If somatic mutations in the brain can cause disease-related behaviors, it is possible that they could more subtly influence behavior by affecting the neural circuitry that underlies personality traits. Consider this hypothetical example: connections between the prefrontal cortex and the amygdala (commonly referred to as the “emotional center” of the brain) are thought to be involved in normal responses to emotionally-charged stimuli.[10] Certain somatic mutations occurring in stem cells during brain development could alter the wiring of this circuit or decrease the function of many key neurons in this pathway since these cells pass their genes to many daughter neurons. In this case, the individual could be more likely to display emotionlessness or callousness. Though there is currently no published scientific evidence supporting this particular mechanism, it seems entirely possible that somatic mutations could influence traits in this way. As there are known brain circuits and regions related to mood, attention, language, and many other functions, it is conceivable that somatic mutations could modulate various traits or behaviors to a spectrum of degrees.

Clearly, the study of somatic mutations has great potential for improving our understanding of the brain’s abilities and dysfunction. There are many fascinating implications for this work, and researchers have already taken the first steps in determining the effects of these mutations on human individuality. It is exciting to know that we are more than just our inherited genetics and lifetime experiences—the mosaic-like nature of the brain adds a new layer of uniqueness and mutability to one’s identity.


  1. Bae, T. & Tomasini, L. (2017). Different mutational rates and mechanisms in human cells at pregastrulation and neurogenesis. Science, 359(6375): 550-555. doi:10.1126/science.aan8690.
  2. Lodato, M.A., Rodin, R. E., Bohrson, C. L., Coulter, M.E., Barton, A. R., & Kwon, M. (2017). Aging and neurodegeneration are associated with increased mutations in single human neurons. Science, 359(6375): 555-559. doi:10.1126/science.aao4426.
  3. 3. Frank, S. A. (2010). Somatic evolutionary genomics: Mutations during development cause highly variable genetic mosaicism with risk of cancer and neurodegeneration. Natl. Acad. Sci., 107(suppl 1): 1725–1730. doi:10.1073/pnas.0909343106.
  4. Jang, K. L. & Livesly, J. W. (1996). Heritability of the Big Five Personality Dimensions and Their Facets: A Twin Study. Journal of Personality, 64(3): 577-592. doi:10.1111/j.1467-6494.1996.tb00522.x.
  5. Stelmack, R. M. (1991). Advances in Personality Theory and Research. Journal of Psychiatry and Neuroscience, 16(3): 131-138.
  6. Kaminsky, Z., & Petronis, A. (2008). Epigenetics of personality traits: an illustrative study of identical twins discordant for risk-taking behavior. Twin Research and Human Genetics, 11(1): 1-11. doi:10.1375/twin.11.1.1.
  7. Nakashima, M., Saitsu, H., Takei, N., Tohyama, J., Kato, M., & Kitaura, H. (2015). Somatic mutations in the MTOR gene cause focal cortical dysplasia type IIb. Annals of Neurology, 78(3): 375–386. doi: 10.1002/ana.24444.

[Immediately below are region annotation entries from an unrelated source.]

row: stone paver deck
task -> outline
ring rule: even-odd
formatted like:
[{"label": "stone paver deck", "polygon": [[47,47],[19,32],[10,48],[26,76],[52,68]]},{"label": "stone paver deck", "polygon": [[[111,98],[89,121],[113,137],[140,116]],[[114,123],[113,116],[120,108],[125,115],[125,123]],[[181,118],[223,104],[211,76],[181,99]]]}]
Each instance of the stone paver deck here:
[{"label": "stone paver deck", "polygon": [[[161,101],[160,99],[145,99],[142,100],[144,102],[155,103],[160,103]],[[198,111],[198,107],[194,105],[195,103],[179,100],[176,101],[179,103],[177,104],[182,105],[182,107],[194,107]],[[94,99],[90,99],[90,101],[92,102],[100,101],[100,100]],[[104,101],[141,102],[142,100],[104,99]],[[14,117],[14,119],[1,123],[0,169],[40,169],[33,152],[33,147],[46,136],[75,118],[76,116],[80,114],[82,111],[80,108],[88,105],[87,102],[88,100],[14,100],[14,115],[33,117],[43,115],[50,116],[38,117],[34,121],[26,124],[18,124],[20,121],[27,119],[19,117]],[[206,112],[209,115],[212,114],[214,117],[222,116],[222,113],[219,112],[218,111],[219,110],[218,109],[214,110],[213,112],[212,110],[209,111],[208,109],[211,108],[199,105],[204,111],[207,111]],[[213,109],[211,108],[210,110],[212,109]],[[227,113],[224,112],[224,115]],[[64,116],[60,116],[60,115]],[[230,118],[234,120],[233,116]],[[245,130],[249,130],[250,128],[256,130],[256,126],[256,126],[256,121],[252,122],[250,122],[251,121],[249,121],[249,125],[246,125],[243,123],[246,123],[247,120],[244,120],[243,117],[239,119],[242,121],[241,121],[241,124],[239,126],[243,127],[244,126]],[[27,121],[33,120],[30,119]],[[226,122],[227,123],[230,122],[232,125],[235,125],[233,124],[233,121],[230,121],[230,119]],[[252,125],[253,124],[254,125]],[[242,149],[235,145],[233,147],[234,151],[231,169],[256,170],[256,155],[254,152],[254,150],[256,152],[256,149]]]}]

  8. Lim, J. S., Kim, W., Kang, H. C., Kim, S.H., Park, A. H., Park, E. K., Cho, Y. W., Kim, S., Kim, H. M., Kim, J. A., Kim, J., Rhee, H., Kang, S. G., Kim, H. D., Kim, D., Kim, D. S., & Lee, J. H. (2015). Brain somatic mutations in MTOR cause focal cortical dysplasia type II leading to intractable epilepsy. Nature Medicine, 21(4): 395-400. doi: 10.1038/nm.3824.
  9. Lee, J. H. (2016). Somatic mutations in disorders with disrupted brain connectivity. Experimental and Molecular Medicine, (48):e239. doi:10.1038/emm.2016.53.
  10. Marsh, A. A., & Finger, E. C. (2008). Reduced Amygdala Response to Fearful Expressions in Children and Adolescents With Callous-Unemotional Traits and Disruptive Behavior Disorders. The American Journal of Psychiatry, 165(6):712-720. doi:10.1176/appi.ajp.2007.07071145.